Вдруг возле нашего стола, откуда ни возьмись, вырос какой-то вдрызг пьяный усатый верзила. В правой руке он держал стул, в левой – бутылку "Саперави[2]".
– За процветание и счастье… наш…ш…шего края! Да здравствует!.. Ура! – провозгласил он заплетающимся языком.
– Ура! – подхватили мы его призыв.
– В…ваше имя, уважаемый? – обратился усатый ко мне.
– Заза.
– Ого! А в…ваше? – повернулся он к Ростому.
– Ростом.
– О-хо-хо! Б…богатыри! "Амиран[3] сразился с дэвом, задро…ж…жала вся земля!" Так, кажется?! П…пью за красоту нашей земли и ц…целую ваш стол! – Усач покачнулся.
– Садитесь, пожалуйста! – подхватил я его.
– Я со своим с…стулом и вином… Ик!.. Принимаете? – спросил он и, не дожидаясь ответа, проглотил наш последний хинкали.
– Пожалуйста!
– Мы там… кутим… Я и м…мои друзья… один, два, т…три. Я четвертый! – Усач с силой стукнул себя кулаком в грудь.
– Чего же вы хотите, уважаемый? – спросил Ростом.
– Я х…хочу… ик! Я ж…желаю "быть с тоб-о-о-ою всегда, быть с тоб-о-о-ою в моги-и-и-ле…" – неожиданно затянул усач.
– Нам пора, уважаемый, – привстал я.
– Ч…что такое?! – Усач грохнул бутылкой об стол, и вино плеснуло в лицо Ростому.
Побледнев, Ростом медленно привстал, уставился на некоторое время в глаза усачу, потом, не сказав ни слова, утер рукою лицо и выразительно покосился на свою окрашенную в красный цвет ладонь.
– Ваше имя, уважаемый? – очень тихо спросил Ростом усача.
– Акакий, Како, Каки![4] – отрапортовал тот и сел. – С…садитесь… предложил он и нам.
Мы тоже сели.
– Скажите, глубокоуважаемый А-ка-кий, Ка-ко, Ка-ки, – произнес Ростом по слогам, – чего вам от нас нужно?
Я прыснул.
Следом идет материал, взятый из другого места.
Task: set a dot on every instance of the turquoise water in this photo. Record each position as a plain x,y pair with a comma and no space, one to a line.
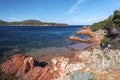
14,39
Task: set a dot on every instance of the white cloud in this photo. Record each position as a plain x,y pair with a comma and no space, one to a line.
86,21
75,6
12,18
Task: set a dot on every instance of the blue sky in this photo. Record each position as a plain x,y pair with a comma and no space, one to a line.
74,12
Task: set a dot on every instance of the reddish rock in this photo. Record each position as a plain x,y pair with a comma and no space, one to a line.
23,68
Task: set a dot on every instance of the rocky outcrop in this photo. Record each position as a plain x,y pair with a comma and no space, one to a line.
94,38
114,34
23,67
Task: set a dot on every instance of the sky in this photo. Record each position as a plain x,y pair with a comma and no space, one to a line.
73,12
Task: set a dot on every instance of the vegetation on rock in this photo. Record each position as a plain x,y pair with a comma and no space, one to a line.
31,23
111,21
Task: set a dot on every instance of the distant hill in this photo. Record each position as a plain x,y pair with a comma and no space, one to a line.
30,23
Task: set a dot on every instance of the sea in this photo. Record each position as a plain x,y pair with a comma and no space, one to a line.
37,41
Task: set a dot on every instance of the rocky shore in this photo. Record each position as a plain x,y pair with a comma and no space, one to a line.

Рассмеялся и Ростом.
– Г…грабят, обирают меня, – прошептал вдруг усач и огляделся с видом заговорщика.
– Кто? – спросил я тоже шепотом.
– Они! – Он кивнул головой куда-то в сторону. – Г…грабят, понимаете, г…грабят, сосут мою к…кровь…
– Да скажите же, в чем дело? – спросил Ростом и налил себе вина из бутылки усача.
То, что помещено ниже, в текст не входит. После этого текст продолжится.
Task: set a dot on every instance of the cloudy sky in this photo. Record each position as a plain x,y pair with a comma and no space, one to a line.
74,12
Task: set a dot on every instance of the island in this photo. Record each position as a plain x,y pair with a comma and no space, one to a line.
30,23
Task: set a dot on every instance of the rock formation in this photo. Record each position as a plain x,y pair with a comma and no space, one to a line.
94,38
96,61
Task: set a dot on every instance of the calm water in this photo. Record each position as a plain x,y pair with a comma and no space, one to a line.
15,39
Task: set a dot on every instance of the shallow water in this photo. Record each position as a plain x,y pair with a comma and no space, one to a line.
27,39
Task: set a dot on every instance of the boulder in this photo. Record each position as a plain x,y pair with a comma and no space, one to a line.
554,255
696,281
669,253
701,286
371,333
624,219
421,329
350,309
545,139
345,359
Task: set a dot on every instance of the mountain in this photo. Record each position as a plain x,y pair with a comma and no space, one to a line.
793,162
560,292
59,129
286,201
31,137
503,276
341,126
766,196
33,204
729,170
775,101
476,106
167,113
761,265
– Кровь мою пьют! – выкрикнул тот во всю глотку, словно вдруг протрезвев. – Обирают меня!
Ростом поставил свой стакан.
– Кто же, кто? – спросил я.
– Они! Не дают слова вымолвить! Хлеб-соль мои, вино моё, расходы мои, и мне же затыкают рот! "Соединимся!", "Объединим столы!" Сволочи! Трепачи!.. Там я был тамадой, а здесь – этот скопец, это ничтожество! И ещё лишает меня слова! Меня! За моим же столом! У-у, морда! Взгляните, взгляните на этого выродка! Потомок Георгия Саакадзе, Тамары Георгиевны и Давида!..[5] Ух, мать твою!..
Компания за обеденным столом была уже в той стадии опьянения, когда нестройное пение и нечленораздельные выкрики, слившись в дикий рев, лишают людей последних проблесков разума.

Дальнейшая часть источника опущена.